Мэтлок: «Горбачев по своей природе являлся одиночкой, и это делало для него тяжелым создание эффективного консультативного и совещательного органа. У него не было ни официального совета министров, ни «кухонного» кабинета в подлинном смысле. Были, конечно, советы разных типов, члены которых приходили и уходили, встречаясь с ним лишь время от времени. Но они никогда не превращались в эффективные совещательные органы по двум причинам. Во-первых, Горбачев часто собирал вместе людей, которые просто не могли вместе работать, и во-вторых, он никогда не использовал их как настоящие совещательные органы, с которыми постоянно консультируются и мнения которых воспринимают серьезно. Более того, он чаще всего говорил своим советникам, а не слушал их.
Общественная жизнь Горбачева была либо сугубо официальной, либо протекала исключительно в рамках его семьи. У него не было круга близких ему по духу людей, которые могли бы обеспечить связь, пусть даже призрачную, с широкой публикой. Раиса была единственным близким другом, и хотя она обеспечивала ему психологический комфорт, который поддерживал его в условиях постоянного стресса, она не могла обеспечить ширину и глубину подлинного совета, который мог дать более широкий круг советников. Более того, справедливо, что такие сомнительные помощники, как Валерий Болдин, сохраняли свои позиции лишь поддержанием добрых отношений с Раисой, не пытаясь критически подойти к ее суждениям.
Окружающие видели, что у него нет личных друзей за исключением его иностранных коллег. В 1991 году несколько советских официальных лиц говорили мне, что Горбачев чувствует себя более комфортно с иностранцами, чем с собственными гражданами. «Он ближе к президенту Бушу, государственному секретарю Бейкеру, чем к кому бы то ни было из нас. Вы можете говорить с ним более откровенно, чем можем мы. У него нет здесь близких друзей» 21.
Горбачев назначал на важнейшие посты людей третьего и пятого калибра. По мере того, как его власть увядала, он развил в себе аллергию на всякого, кто мог бы блеснуть талантом в общественных глазах более ярко, чем его тускнеющий образ. В результате он приблизил Янаева и Павлова. Их неэффективность способствовала его падению.
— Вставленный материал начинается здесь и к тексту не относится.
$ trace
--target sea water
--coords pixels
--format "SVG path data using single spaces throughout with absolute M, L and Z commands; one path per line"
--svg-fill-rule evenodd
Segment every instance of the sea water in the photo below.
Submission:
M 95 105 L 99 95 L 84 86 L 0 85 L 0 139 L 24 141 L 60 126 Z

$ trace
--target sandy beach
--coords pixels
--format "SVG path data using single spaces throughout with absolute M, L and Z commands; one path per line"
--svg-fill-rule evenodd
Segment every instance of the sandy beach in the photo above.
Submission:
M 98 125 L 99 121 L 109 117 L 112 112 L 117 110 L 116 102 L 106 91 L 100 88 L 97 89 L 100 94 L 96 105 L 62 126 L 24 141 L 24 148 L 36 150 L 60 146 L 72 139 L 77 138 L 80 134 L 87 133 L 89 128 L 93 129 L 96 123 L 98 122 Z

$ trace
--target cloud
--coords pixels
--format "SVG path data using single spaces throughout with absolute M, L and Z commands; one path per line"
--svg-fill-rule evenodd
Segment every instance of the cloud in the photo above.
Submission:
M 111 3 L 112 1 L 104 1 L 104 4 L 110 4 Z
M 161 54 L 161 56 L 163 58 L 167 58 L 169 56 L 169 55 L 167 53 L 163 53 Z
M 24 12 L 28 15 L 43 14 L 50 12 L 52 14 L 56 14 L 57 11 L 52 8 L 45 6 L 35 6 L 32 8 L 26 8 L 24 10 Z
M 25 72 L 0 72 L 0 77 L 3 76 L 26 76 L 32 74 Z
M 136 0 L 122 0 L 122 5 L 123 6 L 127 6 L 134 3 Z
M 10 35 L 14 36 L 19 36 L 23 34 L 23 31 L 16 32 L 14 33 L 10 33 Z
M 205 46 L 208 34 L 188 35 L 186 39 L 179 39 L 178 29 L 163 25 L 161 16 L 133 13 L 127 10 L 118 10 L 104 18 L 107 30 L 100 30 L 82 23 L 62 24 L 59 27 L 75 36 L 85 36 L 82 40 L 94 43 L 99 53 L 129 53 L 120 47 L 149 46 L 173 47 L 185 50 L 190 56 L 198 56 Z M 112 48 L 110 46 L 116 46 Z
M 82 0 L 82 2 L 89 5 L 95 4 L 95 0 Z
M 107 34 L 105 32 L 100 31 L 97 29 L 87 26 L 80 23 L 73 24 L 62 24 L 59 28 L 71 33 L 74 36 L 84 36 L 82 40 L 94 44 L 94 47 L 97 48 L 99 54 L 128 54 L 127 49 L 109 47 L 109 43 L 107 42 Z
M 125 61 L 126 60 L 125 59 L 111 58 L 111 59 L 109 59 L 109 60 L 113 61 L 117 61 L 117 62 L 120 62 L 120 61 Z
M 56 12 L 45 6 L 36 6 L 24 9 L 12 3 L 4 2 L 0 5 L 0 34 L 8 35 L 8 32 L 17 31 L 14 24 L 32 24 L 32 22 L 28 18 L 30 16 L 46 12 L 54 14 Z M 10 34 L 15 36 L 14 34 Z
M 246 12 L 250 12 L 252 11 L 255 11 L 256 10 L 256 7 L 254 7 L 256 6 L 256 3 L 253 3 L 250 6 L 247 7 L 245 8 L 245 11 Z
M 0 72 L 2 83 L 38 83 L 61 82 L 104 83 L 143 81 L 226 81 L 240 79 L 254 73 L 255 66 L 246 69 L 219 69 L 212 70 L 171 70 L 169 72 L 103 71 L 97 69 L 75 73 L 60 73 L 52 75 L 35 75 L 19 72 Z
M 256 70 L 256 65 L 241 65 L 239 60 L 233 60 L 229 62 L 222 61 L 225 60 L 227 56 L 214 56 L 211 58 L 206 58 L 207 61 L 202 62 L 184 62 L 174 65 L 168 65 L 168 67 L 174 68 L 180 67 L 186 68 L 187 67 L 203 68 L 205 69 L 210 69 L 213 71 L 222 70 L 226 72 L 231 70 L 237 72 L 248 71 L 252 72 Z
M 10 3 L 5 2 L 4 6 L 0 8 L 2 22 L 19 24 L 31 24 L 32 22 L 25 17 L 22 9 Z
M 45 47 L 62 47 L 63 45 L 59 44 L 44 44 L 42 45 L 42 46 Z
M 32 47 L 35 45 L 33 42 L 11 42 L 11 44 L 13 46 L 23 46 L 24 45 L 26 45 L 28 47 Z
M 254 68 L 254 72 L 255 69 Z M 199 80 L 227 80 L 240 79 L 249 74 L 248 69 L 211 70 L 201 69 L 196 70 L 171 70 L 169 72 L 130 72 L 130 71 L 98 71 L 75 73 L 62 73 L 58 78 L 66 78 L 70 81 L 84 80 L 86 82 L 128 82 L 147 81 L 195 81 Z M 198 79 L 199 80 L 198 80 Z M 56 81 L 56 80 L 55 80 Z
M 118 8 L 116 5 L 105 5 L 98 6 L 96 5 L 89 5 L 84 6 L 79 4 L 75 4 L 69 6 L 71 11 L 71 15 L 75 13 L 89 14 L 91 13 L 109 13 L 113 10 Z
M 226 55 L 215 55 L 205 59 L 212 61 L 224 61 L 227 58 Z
Американское посольство, с восторгом сообщая о диком саморазоблачении, развернувшемся в СССР с 1986 г., отметило, что вождь перестройки не допускает в ставшей феноменально критической прессе только один сюжет: критику самого себя. Не верящие своим глазам граждане читали о Советской Армии как о «гадине» (таким было название огромной статьи о национальной армии в «Московских новостях»), но Горбачев категорически не выносил критических оценок в свой адрес. В октябре 1989 года газета «Аргументы и факты» (детище Яковлева) в предельно краткой статье отметила, что в стране Сахаров более популярен, чем Горбачев. И это в газете, чей тираж взмыл до 34 миллионов экземпляров. Генеральный секретарь был в ярости. 13 октября 1989 года всех главных редакторов вызвали «на ковер» в ЦК КПСС. Главному редактору «Аргументов и фактов» Старкову предложили пост редактора международного журнала в Праге или Бюллетеня Верховного Совета. В 1992 году Старков сказал (тогда уже бывшему) послу Мэтлоку: «Если вы возложите достоинство продвижения гласности на Горбачева, то оскорбите всех тех, кто сражался с ним за эту гласность» 22.
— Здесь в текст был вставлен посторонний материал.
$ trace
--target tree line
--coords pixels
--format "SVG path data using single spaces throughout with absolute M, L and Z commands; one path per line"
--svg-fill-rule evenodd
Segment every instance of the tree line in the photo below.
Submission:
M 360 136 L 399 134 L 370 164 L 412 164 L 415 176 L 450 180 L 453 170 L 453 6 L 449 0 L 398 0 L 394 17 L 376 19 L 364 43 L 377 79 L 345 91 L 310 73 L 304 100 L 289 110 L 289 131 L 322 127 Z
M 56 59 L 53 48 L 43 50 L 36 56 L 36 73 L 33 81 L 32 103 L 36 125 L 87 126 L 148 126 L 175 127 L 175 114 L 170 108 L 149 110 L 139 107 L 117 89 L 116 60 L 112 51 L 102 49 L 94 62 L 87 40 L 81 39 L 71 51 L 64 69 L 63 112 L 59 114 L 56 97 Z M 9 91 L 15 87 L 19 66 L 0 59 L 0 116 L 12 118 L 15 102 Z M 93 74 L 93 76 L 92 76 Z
С другой стороны, посол Мэтлок с самого начала был уверен в крахе экономического импровизаторства Горбачева. И чем дальше, тем больше. Он так и сообщал свой прогноз в Вашингтон. Мэтлок полагал также, что Горбачев «кажется почти
36
слепым в отношении реальных сил, стоявших за этнической и национальной агитацией… Либо он не знал, либо не хотел знать о проявлениях национальных чувств — русских и нерусских. Он хотел чего-то небывалого: добровольно ему дарованного имперского контроля» 23.
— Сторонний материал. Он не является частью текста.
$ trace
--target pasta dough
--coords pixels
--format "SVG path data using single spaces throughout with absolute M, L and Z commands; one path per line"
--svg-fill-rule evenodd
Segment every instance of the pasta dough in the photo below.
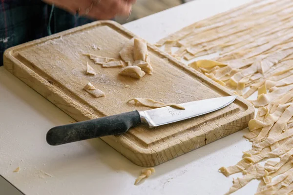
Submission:
M 145 41 L 138 38 L 132 39 L 125 44 L 120 54 L 128 66 L 138 66 L 145 73 L 152 74 L 153 69 Z
M 169 103 L 165 104 L 164 103 L 159 102 L 155 101 L 151 99 L 147 99 L 145 98 L 135 98 L 128 100 L 127 102 L 133 100 L 135 103 L 139 102 L 141 104 L 145 106 L 150 107 L 152 108 L 161 108 L 162 107 L 171 106 L 178 109 L 185 110 L 185 108 L 179 104 Z
M 123 63 L 122 61 L 108 61 L 103 63 L 102 66 L 106 68 L 123 67 Z
M 96 87 L 92 85 L 90 82 L 88 83 L 86 85 L 84 86 L 84 89 L 91 94 L 95 98 L 100 98 L 105 96 L 105 94 L 103 92 L 96 88 Z
M 111 61 L 115 61 L 116 59 L 111 58 L 107 58 L 107 57 L 103 57 L 102 56 L 96 56 L 93 54 L 84 54 L 84 56 L 88 56 L 90 59 L 92 59 L 95 64 L 103 64 L 105 63 L 107 63 Z
M 138 66 L 127 66 L 123 68 L 119 74 L 140 79 L 146 73 Z
M 147 46 L 146 41 L 137 38 L 134 39 L 133 45 L 133 59 L 134 61 L 146 61 Z
M 134 182 L 134 185 L 138 184 L 142 179 L 145 178 L 147 178 L 149 177 L 151 175 L 155 173 L 155 168 L 148 168 L 146 169 L 144 169 L 142 170 L 141 175 L 139 176 Z
M 94 69 L 88 64 L 88 62 L 86 62 L 86 74 L 92 75 L 96 75 L 96 74 Z
M 133 44 L 134 42 L 134 38 L 131 39 L 127 41 L 124 46 L 123 48 L 120 51 L 119 54 L 121 58 L 127 63 L 127 66 L 132 66 L 134 62 L 133 59 Z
Оказывается, в контактах с Бушем и Бейкером Горбачева больше всего беспокоило выражение «западные ценности». Советскому президенту было обидно, что бывают ценности, к которым он не приобщен. Идя навстречу этому предубеждению, президент Буш предложил впредь употреблять выражение «демократические ценности» 24. Горбачев был счастлив. Именно в это время, оценив мыслительный процесс противника, президент Буш (20 февраля 1990 г.) пишет канцлеру Колю: «У нас появились шансы выиграть эту игру, но нужно вести дело умно». Речь, разумеется, шла о воссоединении Германии.